[self-interest] Re: Caching method lookup smalltalk

Wed Sep 1 20:49:44 UTC 1999

Jecel:
>Me:

>> It's a well known optimization for Smalltalk systems, to cache
>> 
>> <class, selector> -> <method>
>> 
>> mappings.  Class is the receiver's class, not the method's implementation
>> class.  This means, more than one key could reference to the same method.
>
>Exactly. But note that the class of "self" is different for
>executions of the same method associated with different keys.
>This suggests compiling different native codes for the same
>source method, which is the idea behind "customization".

Either you didn't understand my example or I don't understand your answer
(probably the latter, I guess).  You're talking about Smalltalk, right?
Why the class of "self" is different and want keys do you refer to?

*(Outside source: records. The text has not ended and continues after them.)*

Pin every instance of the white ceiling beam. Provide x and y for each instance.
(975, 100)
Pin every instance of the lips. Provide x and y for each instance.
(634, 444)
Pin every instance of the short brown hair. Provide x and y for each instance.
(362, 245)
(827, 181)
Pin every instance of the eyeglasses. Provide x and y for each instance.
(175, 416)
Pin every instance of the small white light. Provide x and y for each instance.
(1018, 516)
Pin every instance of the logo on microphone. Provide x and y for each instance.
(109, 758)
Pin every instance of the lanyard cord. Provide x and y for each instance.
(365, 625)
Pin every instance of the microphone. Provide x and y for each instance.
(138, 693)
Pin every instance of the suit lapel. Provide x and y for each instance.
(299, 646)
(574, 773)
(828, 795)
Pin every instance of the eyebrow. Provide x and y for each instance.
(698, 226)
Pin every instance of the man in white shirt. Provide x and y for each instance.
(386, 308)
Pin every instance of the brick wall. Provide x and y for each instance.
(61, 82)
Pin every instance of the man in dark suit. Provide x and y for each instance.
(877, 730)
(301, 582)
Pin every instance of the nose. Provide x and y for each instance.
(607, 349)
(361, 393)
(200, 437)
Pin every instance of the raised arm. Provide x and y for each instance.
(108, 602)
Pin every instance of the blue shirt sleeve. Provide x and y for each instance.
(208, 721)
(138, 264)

>> Can I simply replace "class" with "map object" in Self and use the same
>> caching with the same results?

>Yes, maps can be a part of the key for the cache.

?

>> Now, using #doesNotUnderstand in Smalltalk is not that uncommon and using
>> DNU should be cachable, too.  I'm not sure how to extend the mechanism, but
>> I think, mapping
>> 
>> <myclass, #foobar> -> <Object>>doesNotUnderstand:>
>> 
>> after you noticed that #foobar doesn't exists, should be sufficient. Am I
>> wrong? 
>
>Supposing that myclass overrides #doesNotUnderstand:, it would
>be better to map <myclass, #foobar> to <myclass>>doesNotUnderstand:>,
>right?

Of course.  Here's the example (for Smalltalk):  Suppose we've A and B,
subclass of A and C, subclass of B.  Suppose that A implements method x
(which I write as A>>x).  Let a,b,c instances of A, B and C.

If we have "c x", this generates  <C, #x> -> <A>>x>
If we have "b x", this generates  <B, #x> -> <A>>x>

If we now add x to B, the caches need to be flushed and the same message
sends generate different keys now.  Is this what you were refering to above?

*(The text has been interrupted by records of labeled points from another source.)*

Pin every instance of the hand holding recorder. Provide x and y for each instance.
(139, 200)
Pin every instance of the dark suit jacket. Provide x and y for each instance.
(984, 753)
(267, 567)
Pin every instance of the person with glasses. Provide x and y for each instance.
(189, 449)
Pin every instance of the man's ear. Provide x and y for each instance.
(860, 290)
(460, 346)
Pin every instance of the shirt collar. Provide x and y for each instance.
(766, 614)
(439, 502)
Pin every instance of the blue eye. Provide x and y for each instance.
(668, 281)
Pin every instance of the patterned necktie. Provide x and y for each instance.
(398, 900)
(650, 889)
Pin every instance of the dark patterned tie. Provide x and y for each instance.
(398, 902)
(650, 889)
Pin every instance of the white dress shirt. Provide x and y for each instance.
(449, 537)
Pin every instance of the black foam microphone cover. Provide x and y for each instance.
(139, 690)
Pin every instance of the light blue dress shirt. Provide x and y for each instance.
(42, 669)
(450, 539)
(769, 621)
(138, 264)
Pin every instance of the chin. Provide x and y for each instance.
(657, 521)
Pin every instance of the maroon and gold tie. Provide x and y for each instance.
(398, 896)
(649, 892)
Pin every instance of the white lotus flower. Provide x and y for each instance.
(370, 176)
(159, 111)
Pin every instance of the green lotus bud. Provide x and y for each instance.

"c x" -->  <C, #x> -> <B>>x>
"b x" -->  <B, #x> -> <B>>x>
"a x" -->  <A, #x> -> <A>>x>

If B>>x would contain a "super x", and we have to predend to by a
superclass(receiver), that is an A to do the lookup.  The invocation is of
course made for b.

>The answer is to do away with all of this and use reflection with
>some agressive optimization (partial evaluation, for example).

Do you have a concrete example as why reflection would help here and how?

>As I mentioned in my other email, this is very complicated. The
>error ends up in a method in the process object, and it checks
>if the object happens to understand the message 'undefinedSelector:...'

I'd do it the othe way round. First lets the VM determine wether there's
the right method.  If yes, let's call it directly without noticing the
process (or thread object as I would probably call it)  Otherwise, it's the
right way (at least the way I'd have expected) to notify the process that
there's an object that doesn't understand what it should.

This should improve the performance as the VM is probably that part of the
system that can do the fasted method lookup and invocation.  Anything I
missed?

BTW, what if there's no process object or that objects doesn't understand
the right message? Kernel panic?  ;-)  Perhaps the right time to reinvent
the "guru meditation"...

>In Self 4.0, all methods are connected via doubly linked lists
>to all slots that were involved in its compilation. If *any*
>of them are changed (eliminated, new one with same name added
>in child, etc.) then it is purged from the compiled code cache.

Probably the only way to do it.  Does anybody have a better idea?  Dave
perhaps?   Anything you'd change for a new self system?

>PICs are very hard to integrate into an interpreter. Note that
>your cache works at the receiving site (and so mixes the results
>of all callers), while ICs and PICs work at the calling site, and
>so there are more of them and they are more precise.

I know.  This is why inline caches are considered to do even better caching
ratios.  Creating a double-linked list of all PICs could do the trick.
This -- as written without further checking -- should do the trick

if (receiver.map != map_I_expect_here) {
  push(receiver);
  map_I_expect_here = receiver.map;
  method = do_the_normal_lookup(selector);
}
invoke_remembered(method);
// "map_I_expected_here" and "method" static local vars
// need aditional storage for "prev_cache" and "next_cache"

which would normally be some kind of assembler.  One problem could be that
in the caching case, we need a jump which is bad for modern processors.  So
logic should be inverted.  However, in all cases, we'd need a jump over the
static variables if they're stored local to the invocation.  One could
setup an extern cache array which would then store map, method pairs (prev
and next aren't needed in that case) but this would break locality of the
code.  Self-modifying code which would hide the vars in constant
assignments to some dummy register would be yet another solution.

bye
--
Stefan Matthias Aust  //  Bevor wir fallen, fallen wir lieber auf.